A saída está em Cristo

FRANCISCO ESPIRIDIÃO

Quem acreditou na reforma trabalhista, principalmente no capítulo que bania do mundo a figura da malfadada contribuição sindical, pode ter, desde já, motivos de sobra para chorar as mágoas. Na terça-feira desta semana (8), os jornalões surgiram com a notícia de que as centrais sindicais estariam negociando com o governo e parlamentares uma tramoiazinha para ressuscitar o tal imposto, via medida provisória.

A contribuição sindical é aquela que todo trabalhador brasileiro tem o desprazer de ver descontado em seu contracheque (holerite) a cada mês de março. Dinheiro que jamais ele soube para que serve, qual a destinação. E pior, todos pagam. Até mesmo aqueles que nunca passaram na frente de um sindicato.

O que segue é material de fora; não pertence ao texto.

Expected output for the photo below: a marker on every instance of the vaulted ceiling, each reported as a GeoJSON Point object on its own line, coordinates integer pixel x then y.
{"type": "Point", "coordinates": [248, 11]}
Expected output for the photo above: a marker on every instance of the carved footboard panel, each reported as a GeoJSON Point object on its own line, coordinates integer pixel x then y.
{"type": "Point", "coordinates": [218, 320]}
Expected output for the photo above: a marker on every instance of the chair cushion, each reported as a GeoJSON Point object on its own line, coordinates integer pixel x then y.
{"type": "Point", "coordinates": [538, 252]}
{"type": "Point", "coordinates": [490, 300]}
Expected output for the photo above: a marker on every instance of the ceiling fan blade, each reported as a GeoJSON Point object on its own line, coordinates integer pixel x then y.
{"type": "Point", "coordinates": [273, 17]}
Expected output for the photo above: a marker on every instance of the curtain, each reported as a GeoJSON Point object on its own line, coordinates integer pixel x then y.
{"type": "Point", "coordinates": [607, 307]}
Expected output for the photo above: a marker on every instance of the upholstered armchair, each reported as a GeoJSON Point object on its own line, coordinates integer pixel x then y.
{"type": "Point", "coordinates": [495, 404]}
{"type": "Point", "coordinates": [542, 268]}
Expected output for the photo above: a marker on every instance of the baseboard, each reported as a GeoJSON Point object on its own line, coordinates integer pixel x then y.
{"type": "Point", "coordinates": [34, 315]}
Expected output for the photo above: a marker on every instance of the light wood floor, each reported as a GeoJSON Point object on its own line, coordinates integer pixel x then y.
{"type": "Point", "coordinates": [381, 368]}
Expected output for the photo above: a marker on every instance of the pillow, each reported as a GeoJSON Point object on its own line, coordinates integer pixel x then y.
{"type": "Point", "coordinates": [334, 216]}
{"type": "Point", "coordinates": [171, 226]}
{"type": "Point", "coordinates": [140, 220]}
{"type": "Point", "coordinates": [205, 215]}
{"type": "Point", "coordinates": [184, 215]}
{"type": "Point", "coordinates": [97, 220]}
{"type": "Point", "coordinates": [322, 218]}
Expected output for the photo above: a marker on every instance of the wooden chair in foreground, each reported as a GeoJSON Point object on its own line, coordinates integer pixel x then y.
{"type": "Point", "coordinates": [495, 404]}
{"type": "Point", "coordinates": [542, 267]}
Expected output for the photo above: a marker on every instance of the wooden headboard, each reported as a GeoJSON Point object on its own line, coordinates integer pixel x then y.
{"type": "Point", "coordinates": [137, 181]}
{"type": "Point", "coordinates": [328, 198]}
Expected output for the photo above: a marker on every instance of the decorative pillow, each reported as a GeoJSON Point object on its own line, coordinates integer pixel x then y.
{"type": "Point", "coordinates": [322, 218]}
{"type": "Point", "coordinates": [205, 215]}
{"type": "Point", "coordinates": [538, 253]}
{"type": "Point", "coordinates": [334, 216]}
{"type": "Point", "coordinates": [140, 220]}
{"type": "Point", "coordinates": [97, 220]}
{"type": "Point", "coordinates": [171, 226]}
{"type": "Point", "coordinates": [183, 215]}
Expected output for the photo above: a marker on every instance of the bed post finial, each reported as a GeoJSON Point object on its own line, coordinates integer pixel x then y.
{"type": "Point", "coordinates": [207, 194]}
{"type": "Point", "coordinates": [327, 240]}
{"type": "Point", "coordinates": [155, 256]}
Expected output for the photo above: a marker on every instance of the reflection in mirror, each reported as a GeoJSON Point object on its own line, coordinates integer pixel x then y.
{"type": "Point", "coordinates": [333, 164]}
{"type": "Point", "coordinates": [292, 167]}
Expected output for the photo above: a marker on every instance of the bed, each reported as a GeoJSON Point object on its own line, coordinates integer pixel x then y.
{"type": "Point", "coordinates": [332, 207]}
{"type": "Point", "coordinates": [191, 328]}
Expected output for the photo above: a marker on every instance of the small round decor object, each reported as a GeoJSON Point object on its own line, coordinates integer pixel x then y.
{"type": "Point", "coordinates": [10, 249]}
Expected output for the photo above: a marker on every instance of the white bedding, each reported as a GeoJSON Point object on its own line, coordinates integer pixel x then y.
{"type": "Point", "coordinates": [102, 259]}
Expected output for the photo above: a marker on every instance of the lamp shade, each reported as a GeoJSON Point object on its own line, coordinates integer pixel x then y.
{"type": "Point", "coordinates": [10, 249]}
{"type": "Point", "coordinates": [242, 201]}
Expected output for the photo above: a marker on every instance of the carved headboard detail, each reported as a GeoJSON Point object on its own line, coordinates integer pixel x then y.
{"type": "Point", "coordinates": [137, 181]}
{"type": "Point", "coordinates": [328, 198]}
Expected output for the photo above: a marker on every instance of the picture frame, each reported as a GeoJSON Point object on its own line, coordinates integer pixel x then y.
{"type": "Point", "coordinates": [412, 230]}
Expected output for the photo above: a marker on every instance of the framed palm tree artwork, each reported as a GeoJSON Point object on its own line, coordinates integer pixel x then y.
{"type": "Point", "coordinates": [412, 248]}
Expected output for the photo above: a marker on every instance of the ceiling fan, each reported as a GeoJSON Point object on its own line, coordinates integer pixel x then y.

E para tristeza do já combalido trabalhador, a notícia vai além. Diz que, ao ressurgir, em novembro deste ano, o danado do imposto vem alimentado a Toddy. Vai ficar mais robusto. Quase três vezes maior que o que ainda está em vigor nesta era pré-reforma trabalhista. De um dia de trabalho, algo em torno de 4,5%, o contribuinte passará a ser garfado em 13% do salário, elevando os recursos arrecadados hoje, de R$ 3,53 bilhões, para cerca de R$ 10,2 bilhões.

A terça-feira (8), profícua em más notícias, faria jus ao discurso do Vampiro Brasileiro. Os mesmos jornalões anunciaram, por volta do meio-dia, palavras do presidente Michel Temer confirmando que havia estudos em andamento na cúpula econômica do governo para aumentar a alíquota do Imposto de Renda, dos estratosféricos 27,5% para 30% a 35%.

Mantida a ressalva anunciada, o fantasma não será tão assustador assim. Só os ‘marajás’ terão de pagar a superalíquota. Aqueles que ganham acima de R$ 20 mil por mês. Quando soube dessa ressalva, fiquei animado. O trabalhador brasileiro será preservado da malvadeza, pensei.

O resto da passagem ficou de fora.